Selumbar 1
Mengapakah engkau melihat selumbar di mata saudaramu, sedangkan balok di dalam matamu tidak engkau ketahui? Bagaimanakah engkau dapat berkata kepada saudaramu: Biarlah aku mengeluarkan selumbar itu dari matamu, padahal ada balok di dalam matamu. Hai orang munafik, keluarkanlah dahulu balok dari matamu, maka engkau akan melihat dengan jelas untuk mengeluarkan selumbar itu dari mata saudaramu.
- Sepenggal ayat Alkitab
Aku hampir menginjak umur 21 tahun. Life expectancy dari seorang pria warga negara Indonesia adalah 60 tahunan. Aku masih punya sekitar 39 tahun lagi. Aku bertanya-tanya tentang hal sederhana.
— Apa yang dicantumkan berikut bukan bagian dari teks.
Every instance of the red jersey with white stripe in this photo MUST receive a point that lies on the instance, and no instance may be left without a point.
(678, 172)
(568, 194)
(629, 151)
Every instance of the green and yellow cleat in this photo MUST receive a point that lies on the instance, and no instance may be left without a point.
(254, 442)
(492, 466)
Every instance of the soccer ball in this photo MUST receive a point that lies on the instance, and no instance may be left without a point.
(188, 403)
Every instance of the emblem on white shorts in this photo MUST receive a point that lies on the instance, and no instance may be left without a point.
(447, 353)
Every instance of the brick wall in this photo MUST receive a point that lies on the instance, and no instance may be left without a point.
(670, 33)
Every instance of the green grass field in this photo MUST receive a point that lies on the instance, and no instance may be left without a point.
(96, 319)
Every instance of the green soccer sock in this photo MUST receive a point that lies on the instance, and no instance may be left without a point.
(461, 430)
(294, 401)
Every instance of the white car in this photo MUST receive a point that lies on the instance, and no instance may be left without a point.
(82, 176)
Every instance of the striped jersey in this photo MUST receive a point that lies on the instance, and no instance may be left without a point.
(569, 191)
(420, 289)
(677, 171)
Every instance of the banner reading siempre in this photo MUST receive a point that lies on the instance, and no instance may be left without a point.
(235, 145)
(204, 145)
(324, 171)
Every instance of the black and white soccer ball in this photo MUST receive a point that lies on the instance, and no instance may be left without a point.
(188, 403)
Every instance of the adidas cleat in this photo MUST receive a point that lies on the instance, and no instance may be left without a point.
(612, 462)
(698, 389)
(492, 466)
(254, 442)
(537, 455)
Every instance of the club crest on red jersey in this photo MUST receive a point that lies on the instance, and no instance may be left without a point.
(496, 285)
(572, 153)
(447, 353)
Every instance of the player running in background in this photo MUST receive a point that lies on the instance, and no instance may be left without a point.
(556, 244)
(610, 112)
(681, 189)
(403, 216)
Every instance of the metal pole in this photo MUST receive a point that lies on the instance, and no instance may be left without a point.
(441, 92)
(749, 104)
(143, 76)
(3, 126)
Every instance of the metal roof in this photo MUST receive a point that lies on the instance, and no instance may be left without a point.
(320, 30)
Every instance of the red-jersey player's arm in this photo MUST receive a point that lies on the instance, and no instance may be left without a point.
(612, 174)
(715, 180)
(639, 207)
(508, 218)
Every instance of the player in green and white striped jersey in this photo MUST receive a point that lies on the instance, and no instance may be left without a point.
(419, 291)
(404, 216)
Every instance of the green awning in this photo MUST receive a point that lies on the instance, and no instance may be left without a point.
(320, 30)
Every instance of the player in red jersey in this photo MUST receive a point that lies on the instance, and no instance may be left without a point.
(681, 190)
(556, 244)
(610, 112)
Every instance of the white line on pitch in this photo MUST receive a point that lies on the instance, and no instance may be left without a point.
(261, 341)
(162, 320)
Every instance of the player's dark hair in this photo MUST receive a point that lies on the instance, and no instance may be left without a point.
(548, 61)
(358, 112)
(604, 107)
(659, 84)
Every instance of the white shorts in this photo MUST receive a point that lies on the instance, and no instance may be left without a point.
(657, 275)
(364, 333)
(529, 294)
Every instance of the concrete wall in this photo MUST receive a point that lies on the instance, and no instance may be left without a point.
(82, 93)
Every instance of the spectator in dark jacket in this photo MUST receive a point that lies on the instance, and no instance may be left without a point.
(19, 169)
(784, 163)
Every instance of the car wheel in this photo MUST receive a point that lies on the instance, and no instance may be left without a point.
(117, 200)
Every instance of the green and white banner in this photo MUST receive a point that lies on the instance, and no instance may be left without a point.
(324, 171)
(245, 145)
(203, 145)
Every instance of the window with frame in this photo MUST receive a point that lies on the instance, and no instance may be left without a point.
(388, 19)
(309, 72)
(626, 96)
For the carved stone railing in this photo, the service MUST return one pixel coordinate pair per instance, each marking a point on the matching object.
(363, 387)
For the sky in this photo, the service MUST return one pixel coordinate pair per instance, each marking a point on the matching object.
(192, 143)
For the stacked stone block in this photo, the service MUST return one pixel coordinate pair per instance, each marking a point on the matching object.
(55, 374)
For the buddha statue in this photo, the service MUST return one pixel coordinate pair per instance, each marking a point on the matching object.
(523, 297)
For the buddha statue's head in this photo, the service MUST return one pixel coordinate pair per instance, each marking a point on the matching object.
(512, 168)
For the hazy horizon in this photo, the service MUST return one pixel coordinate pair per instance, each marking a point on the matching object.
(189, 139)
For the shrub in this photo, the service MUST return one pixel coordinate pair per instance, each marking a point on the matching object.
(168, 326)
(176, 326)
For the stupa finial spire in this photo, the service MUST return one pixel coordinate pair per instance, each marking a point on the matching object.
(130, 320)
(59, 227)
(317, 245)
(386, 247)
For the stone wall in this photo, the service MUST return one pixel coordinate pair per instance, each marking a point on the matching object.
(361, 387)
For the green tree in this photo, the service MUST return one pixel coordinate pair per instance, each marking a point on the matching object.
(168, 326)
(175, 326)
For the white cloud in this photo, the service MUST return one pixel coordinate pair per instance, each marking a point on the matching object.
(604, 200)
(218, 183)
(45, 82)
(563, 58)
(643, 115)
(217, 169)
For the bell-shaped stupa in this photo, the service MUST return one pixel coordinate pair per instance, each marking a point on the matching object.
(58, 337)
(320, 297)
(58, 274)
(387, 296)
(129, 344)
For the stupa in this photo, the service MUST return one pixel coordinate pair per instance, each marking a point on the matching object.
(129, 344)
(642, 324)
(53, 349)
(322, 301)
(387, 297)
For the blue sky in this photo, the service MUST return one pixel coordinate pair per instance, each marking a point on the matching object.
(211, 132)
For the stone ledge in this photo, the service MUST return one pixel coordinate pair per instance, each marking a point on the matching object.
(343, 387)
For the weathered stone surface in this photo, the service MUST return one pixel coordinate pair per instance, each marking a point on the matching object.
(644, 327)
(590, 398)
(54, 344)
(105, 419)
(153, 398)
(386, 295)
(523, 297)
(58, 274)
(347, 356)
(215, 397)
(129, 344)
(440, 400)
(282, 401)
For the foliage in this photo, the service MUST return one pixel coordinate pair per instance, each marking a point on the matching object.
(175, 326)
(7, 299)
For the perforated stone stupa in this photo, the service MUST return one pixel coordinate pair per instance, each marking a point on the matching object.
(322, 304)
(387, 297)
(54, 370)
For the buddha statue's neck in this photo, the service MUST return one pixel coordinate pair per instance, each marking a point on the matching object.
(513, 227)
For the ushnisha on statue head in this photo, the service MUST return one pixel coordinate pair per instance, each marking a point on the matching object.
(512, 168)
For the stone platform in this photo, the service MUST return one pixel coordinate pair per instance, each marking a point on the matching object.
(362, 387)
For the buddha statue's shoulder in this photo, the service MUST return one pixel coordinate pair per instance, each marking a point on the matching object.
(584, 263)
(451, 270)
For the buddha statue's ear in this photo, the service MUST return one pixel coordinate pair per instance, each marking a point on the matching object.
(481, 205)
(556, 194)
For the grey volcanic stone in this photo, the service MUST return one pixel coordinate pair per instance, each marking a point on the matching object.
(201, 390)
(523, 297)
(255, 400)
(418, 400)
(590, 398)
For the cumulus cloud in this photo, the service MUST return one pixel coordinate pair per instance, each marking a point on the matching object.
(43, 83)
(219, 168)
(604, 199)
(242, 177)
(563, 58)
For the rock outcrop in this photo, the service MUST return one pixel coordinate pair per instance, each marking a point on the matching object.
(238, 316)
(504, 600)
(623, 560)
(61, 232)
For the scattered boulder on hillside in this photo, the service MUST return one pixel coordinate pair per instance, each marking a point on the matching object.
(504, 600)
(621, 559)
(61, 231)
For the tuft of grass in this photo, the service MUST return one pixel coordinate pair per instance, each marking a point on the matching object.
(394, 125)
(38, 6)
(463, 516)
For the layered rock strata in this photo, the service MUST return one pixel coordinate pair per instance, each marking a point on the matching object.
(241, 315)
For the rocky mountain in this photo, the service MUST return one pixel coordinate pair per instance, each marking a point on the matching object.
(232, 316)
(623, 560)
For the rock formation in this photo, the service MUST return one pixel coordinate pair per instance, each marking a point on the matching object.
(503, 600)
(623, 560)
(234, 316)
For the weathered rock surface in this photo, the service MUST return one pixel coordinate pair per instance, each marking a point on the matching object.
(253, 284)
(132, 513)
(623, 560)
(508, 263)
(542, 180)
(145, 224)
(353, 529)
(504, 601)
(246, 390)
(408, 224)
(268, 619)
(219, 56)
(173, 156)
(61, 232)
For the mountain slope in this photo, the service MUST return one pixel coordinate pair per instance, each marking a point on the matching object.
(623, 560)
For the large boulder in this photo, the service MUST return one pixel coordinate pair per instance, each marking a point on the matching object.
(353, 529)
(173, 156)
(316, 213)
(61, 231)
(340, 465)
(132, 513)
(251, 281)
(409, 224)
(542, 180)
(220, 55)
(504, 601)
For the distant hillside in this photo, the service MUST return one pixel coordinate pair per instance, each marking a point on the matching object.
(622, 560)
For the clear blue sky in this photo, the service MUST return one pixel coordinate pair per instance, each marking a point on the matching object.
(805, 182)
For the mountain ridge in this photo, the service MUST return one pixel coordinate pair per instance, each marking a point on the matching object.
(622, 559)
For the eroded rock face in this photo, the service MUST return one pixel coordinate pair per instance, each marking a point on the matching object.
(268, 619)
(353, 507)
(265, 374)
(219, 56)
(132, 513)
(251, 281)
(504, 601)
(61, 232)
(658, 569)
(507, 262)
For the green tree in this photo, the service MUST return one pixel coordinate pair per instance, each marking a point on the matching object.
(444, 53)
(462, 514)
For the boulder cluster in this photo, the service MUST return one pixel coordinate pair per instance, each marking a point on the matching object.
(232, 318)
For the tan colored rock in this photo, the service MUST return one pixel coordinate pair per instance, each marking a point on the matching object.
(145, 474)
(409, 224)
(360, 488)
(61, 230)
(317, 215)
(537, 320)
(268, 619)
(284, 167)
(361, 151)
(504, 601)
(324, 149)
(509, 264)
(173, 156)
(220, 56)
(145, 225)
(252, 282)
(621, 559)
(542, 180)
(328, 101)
Aku bukan tipe yang easy-going, aku tahu itu. Aku memekur konsep-konsep seperti keluarga, uang, hukum, pertemanan, kewajiban, hak. Ketika aku berumur 12 tahun, aku dapat dengan percaya diri menjelaskan kepada siapapun yang bertanya:
- Apa arti keluarga kepada seorang kepala keluarga
- Apa arti uang kepada seorang penguasaha
- Apa arti hukum kepada seorang hakim, pengacara, dan jaksa
- Apa arti pertemanan kepada handai taulan dan kawan sebayaku
- Apa arti kewajiban dan hak kepada guru PKN
Kalau boleh jujur, aku tidak merasa bahwa jawaban yang kuberikan saat aku masih 12 tahun itu benar, setelah menjalani lebih dari 1/3 kehidupan. Pun, aku tidak merasa aku hidup sesuai dengan jawaban yang kuberikan. Aku tidak hidup sesusi prinsip yang diajarkan oleh mereka yang kuhormati. Aku ingin kalian tahu bahwa di dasar ngarai hatiku yang hening dan gelap ini, aku merasa gagal menjalani kehidupan. Sebagai keluarga, sebagai aktor ekonomi, sebagai warga negara, sebagai sahabat, dan sebagai manusia yang hidup bermasyarakat.
Aku tahu perasaan seperti ini datang dan pergi, bagai lebah yang menyintas menghisap nektar. Aku hanya ingin, “merasakannya dengan sepenuhnya” selama ini ada. Untuk “merasakan dengan sepenuhnya”, aku perlu
- Menangkapnya
- Mencucinya
- Mencetaknya Kurang lebih seperti pemrosesan foto pada zaman dahulu. Dan kalian tahu kan, kalau fotografer analog tidak dapat melihat hasil jepretan hingga fotonya selesai dicetak?
Aku menerapkan rangka kerja yang sama untuk perasaanku dan beranggapan bahwa perasaan seperti foto dalam film. Ya, seperti itu. Aku adalah fotografer perasaanku sendiri.
Apa arti keluarga?
Keluarga adalah orang yang terhubung dengan ikatan darah atau hukum…aku rasa hukum adalah kata yang terlalu berat, mungkin lebih tepatnya adalah administrasi negara. Selama seseorang hidup atau selama pernyataan keluarganya masih absah, dia selalu menjadi anggota keluarga. Setiap anggota memiliki tugasnya masing-masing, tipikal keluarga elementer memiliki anggota dan tugas sebagai berikut:
- Ayah: mencari nafkah
- Ibu: mengurus perihal
- Anak: belajar dan membantu orang tua Menjalani kehidupan berkeluarga membutuhkan pengorbanan. Bahkan bagi anak, pengorbanan yang dibuatnya seringkali tidaklah sesuai dengan kehendak mereka (anak tidak bisa memilih dilahirkan di dunia ini atau punya orang tua siapa). Namun, hal itu memiliki keindahan tersendiri menurutku. Orang tua juga sama berat pengorbanannya. Orang tua (yang baik) …yang sudah menjalani kehidupan lebih jauh, pasti menginginkan bahwa anaknya mengalami hidup yang lebih baik dengan mengurangi langkah yang salah dan memilih jalur yang paling lancar. Kehidupan yang ditata dengan janat itu…sayangnya tidak sesuai dengan kehendak anak. Ini pun menjadi keindahan.
Ingatlah, keluargaku, “Life is a tragedy when seen in close-up, but a comedy in long-shot.” Yeah this quote always applies.